Öğretim programları siyasal, toplumsal alanlar ve ekonomi, bilim ve teknoloji alanlarındaki değişimler doğrultusunda gelişmiş dünya ülkelerinde sürekli geliştirilmektedir. Yenilenen, geliştirilen programlar doğrultusunda öğrenim gören öğrencilerin öğretim programının öngördüğü yeni bilgiler ve deneyimlerle donatılması hedeflenmektedir. Bu hedefe ulaşmak ise okul yöneticisinin yenilik ve gelişmeleri izleme ve uygulama yeterlikleriyle ilişkilidir. Bu nedenle güçlü bir öğretim programı lideri olmayı hedefleyen bir okul müdürü, “koruma” ve “yenilik” arasında dikkatli bir

denge sağlamak zorundadır. Okul yöneticileri, programın teorisi ve felsefesi hakkında eksiksiz bilgi sahibi olmalı, söz konusu teorik çerçevenin mevcut öğretim programı içinde nasıl sergilendiğini bilmeli, okulun katılımcılarından ve onların kendilerine özgü öğrenim gereksinimlerinden haberdar olmalı ve öğretim programı değişiminin ne için yapılması gerektiğini değerlendirebilmelidir. Etkili bir öğretim programı lideri ayrıca örgütün açık ve sistemli görüşünü, amaçlarını, hedeflerini tanıtmalı ve öğretim programının okulun amaçları ile tutarlı olmasını sağlamalıdır (Ubben, Hughes, Norris, 2001: 115). Okul yöneticilerinin öğretim programlarıyla ilgili rolleri böylesine geniş kapsamlıyken Türk eğitim sisteminde okul yöneticilerinin rolleri Milli Eğitim Bakanlığı tarafından hazır olarak sunulan öğretim programlarının uygulanmasıyla sınırlandırılmıştır. Okul yöneticilerinin öğretim programı hazırlama, geliştirme, değiştirme görevleri bulunmamaktadır.
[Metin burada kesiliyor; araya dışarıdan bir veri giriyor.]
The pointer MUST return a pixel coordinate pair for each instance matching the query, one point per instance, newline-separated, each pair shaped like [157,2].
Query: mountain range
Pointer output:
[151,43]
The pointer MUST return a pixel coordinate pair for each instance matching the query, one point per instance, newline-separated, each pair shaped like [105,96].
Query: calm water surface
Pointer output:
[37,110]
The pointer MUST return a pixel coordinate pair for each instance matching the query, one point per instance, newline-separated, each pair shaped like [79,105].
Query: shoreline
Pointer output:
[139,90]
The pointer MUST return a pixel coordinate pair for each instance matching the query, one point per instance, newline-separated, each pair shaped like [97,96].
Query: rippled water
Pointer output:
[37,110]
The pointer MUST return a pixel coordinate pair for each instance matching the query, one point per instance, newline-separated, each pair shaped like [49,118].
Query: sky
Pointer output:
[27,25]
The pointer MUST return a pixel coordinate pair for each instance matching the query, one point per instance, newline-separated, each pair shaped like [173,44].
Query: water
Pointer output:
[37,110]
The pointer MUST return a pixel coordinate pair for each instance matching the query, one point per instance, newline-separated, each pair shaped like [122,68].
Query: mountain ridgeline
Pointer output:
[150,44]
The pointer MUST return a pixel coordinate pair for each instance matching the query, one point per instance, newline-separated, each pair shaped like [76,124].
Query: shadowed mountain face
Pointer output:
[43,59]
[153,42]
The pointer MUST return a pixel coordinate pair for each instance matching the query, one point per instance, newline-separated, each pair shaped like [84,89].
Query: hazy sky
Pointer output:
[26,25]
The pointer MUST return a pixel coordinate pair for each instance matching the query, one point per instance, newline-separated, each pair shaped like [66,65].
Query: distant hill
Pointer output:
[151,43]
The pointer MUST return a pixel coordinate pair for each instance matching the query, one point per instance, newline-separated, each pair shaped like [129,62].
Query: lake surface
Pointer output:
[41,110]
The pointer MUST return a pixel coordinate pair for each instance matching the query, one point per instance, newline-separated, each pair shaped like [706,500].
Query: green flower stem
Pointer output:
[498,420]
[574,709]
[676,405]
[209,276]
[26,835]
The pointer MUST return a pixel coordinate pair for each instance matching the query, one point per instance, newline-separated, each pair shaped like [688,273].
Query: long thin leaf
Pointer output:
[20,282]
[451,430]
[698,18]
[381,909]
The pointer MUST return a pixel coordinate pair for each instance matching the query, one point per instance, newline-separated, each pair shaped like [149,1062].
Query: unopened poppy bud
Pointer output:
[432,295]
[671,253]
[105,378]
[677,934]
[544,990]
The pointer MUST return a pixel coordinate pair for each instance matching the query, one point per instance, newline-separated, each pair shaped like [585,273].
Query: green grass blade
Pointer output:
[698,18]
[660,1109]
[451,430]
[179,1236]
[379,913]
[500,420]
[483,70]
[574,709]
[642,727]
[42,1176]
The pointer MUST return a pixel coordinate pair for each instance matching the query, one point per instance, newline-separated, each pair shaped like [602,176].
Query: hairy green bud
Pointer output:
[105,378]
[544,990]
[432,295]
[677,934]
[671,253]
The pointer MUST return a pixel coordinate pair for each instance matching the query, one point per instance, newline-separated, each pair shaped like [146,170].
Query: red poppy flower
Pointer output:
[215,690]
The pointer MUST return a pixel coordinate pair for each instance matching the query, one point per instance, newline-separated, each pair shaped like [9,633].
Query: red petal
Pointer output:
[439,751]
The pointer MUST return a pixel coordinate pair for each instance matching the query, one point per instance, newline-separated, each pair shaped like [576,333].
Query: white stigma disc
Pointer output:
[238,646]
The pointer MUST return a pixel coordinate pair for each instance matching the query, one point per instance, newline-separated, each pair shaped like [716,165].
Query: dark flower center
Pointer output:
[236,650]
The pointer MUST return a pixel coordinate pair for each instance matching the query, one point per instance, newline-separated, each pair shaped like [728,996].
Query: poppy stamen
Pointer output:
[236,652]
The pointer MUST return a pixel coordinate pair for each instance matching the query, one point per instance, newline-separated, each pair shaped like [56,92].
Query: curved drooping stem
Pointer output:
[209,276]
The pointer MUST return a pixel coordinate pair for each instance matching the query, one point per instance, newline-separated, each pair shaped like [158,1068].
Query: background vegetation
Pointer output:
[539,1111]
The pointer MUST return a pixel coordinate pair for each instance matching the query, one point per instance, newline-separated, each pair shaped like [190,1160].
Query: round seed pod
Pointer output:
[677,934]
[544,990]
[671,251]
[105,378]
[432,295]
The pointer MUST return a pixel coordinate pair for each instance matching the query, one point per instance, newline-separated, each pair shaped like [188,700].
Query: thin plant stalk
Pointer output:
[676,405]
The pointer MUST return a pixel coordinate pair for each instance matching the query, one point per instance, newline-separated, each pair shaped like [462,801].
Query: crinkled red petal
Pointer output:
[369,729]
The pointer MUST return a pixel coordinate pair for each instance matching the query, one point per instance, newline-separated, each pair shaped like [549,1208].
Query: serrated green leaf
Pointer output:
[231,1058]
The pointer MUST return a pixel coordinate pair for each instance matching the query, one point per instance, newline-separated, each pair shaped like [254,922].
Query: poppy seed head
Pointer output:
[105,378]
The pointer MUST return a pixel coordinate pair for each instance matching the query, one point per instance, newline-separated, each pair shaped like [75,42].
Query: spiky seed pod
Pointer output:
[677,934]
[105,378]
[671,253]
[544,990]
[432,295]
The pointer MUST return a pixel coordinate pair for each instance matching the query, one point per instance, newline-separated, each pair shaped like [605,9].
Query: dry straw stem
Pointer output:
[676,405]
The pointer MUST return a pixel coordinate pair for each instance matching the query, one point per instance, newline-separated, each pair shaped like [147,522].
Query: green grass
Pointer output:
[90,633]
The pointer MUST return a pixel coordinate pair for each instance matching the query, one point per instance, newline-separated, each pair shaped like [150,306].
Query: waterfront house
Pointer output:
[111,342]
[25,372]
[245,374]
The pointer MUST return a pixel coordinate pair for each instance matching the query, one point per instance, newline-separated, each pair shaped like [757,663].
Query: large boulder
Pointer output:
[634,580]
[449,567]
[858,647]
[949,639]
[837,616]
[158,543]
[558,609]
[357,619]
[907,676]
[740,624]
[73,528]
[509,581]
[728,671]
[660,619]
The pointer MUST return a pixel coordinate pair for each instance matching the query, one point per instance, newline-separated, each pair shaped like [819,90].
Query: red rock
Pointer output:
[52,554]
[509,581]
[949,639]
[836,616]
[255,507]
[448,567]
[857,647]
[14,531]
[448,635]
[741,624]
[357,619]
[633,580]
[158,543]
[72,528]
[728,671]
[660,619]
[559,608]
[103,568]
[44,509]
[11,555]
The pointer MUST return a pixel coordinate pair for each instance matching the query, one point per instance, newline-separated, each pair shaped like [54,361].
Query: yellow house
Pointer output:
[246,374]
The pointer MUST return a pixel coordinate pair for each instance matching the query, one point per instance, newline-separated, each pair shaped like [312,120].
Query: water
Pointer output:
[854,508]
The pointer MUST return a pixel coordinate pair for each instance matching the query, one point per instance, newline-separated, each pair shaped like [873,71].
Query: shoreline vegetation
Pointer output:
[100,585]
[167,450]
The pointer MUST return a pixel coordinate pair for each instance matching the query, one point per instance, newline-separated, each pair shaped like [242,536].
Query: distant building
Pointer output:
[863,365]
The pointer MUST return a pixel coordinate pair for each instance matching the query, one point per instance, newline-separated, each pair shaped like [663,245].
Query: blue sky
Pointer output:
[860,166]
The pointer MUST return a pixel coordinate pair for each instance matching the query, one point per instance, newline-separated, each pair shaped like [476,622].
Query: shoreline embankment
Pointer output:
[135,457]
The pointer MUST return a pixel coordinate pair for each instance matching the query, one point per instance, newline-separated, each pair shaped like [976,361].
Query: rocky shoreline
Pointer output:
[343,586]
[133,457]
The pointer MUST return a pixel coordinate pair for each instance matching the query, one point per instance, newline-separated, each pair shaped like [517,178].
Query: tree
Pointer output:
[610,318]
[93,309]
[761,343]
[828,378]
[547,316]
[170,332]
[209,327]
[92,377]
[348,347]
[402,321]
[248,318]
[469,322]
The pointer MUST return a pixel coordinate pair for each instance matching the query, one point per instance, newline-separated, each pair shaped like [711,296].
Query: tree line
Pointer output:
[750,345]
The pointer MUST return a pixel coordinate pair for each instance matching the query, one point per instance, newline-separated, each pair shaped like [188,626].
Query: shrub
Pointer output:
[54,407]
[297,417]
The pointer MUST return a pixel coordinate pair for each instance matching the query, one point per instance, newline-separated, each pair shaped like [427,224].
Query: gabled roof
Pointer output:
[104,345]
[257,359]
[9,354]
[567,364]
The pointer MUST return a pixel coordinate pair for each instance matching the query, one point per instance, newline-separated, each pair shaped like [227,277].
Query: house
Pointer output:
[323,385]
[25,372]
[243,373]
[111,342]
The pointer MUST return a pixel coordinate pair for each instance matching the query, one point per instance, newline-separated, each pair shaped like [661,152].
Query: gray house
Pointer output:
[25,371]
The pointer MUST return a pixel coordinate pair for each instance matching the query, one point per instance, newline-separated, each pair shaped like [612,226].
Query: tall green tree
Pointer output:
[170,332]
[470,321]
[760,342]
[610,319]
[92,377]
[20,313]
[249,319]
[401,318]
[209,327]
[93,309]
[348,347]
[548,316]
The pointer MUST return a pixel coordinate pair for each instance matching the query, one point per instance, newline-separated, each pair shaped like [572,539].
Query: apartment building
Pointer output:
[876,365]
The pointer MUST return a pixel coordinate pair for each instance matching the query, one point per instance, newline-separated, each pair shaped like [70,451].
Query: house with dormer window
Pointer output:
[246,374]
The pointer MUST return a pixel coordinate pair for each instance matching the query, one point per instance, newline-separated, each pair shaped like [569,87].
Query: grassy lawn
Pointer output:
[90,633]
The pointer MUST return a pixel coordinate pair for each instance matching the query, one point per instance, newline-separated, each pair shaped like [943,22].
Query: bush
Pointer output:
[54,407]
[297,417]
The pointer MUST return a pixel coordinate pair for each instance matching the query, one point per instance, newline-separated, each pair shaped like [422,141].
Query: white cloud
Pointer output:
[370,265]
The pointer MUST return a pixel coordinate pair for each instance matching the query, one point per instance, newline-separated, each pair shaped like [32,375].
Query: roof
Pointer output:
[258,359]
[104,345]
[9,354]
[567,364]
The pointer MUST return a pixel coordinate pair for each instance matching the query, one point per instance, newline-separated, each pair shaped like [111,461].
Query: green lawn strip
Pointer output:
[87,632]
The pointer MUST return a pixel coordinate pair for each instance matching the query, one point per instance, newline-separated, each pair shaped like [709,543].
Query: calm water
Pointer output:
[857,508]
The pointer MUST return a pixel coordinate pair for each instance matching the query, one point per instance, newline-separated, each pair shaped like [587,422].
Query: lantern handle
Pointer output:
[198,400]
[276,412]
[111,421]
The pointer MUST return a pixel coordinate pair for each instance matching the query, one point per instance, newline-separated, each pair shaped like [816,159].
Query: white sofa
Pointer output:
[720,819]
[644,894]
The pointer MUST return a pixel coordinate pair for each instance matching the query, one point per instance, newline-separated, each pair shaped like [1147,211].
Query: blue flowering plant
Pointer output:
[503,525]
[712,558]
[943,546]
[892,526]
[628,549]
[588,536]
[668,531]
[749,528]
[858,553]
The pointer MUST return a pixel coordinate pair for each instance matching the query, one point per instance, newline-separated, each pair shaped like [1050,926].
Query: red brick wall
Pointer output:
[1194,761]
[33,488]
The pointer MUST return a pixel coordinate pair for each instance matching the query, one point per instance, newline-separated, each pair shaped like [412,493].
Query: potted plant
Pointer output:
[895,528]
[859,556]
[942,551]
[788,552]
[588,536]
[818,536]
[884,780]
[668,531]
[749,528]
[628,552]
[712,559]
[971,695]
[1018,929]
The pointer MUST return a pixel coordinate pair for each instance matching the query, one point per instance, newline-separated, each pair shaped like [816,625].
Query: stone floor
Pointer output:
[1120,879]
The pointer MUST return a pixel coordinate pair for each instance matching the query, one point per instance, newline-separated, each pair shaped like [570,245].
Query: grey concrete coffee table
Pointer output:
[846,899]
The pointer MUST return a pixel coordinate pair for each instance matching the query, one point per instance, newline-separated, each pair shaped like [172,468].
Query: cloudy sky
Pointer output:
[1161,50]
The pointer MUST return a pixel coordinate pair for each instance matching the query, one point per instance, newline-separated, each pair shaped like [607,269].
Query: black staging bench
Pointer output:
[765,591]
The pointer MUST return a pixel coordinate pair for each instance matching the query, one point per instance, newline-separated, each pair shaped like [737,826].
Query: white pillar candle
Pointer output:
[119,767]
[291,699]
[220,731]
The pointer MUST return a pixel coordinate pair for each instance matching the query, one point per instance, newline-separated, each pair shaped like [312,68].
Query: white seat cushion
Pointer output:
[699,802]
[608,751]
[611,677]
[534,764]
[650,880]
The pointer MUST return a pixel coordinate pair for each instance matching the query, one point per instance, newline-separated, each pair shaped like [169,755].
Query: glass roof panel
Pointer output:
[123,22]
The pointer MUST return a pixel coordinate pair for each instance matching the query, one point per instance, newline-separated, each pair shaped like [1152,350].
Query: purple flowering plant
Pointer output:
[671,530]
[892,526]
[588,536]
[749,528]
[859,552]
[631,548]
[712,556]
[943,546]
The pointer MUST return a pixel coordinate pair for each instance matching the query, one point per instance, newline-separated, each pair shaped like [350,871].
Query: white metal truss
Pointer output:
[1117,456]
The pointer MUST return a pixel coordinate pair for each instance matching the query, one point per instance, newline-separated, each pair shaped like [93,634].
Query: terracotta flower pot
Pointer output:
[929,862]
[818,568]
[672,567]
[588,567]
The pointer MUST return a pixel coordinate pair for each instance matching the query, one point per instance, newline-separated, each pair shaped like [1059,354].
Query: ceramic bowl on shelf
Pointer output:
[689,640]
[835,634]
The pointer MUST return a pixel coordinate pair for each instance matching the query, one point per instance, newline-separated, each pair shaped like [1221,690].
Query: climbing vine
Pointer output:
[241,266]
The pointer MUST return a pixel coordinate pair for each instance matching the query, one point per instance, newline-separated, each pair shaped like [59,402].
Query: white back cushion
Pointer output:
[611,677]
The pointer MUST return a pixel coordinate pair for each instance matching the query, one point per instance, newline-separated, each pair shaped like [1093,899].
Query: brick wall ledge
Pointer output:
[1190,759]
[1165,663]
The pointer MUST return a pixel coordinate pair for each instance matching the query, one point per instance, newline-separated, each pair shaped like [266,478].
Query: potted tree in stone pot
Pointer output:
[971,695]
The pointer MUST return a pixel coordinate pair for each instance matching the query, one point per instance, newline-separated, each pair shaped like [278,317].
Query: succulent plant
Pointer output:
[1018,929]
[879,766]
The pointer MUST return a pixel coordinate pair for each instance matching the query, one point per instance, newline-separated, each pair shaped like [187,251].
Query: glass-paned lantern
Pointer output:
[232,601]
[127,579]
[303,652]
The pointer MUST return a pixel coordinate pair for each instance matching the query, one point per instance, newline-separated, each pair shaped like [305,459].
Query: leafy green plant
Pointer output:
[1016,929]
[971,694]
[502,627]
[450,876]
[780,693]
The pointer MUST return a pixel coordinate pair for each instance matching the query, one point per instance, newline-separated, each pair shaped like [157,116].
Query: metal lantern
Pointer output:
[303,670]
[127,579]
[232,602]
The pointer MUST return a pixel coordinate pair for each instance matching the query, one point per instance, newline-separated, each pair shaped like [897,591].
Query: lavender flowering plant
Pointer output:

İlköğretim programları reformunun sahibi olarak Milli Eğitim Bakanlığının, programların başarılı olmasında, eğitimin uygulama alanı olan okulların yönetiminden sorumlu okul yöneticilerinden rol beklentisi içinde olması kaçınılmazdır. Rol beklentisi içinde olan başka unsurlar da mevcuttur. Bunlardan en önemlisi programların uygulayıcıları konumundaki öğretmenlerdir.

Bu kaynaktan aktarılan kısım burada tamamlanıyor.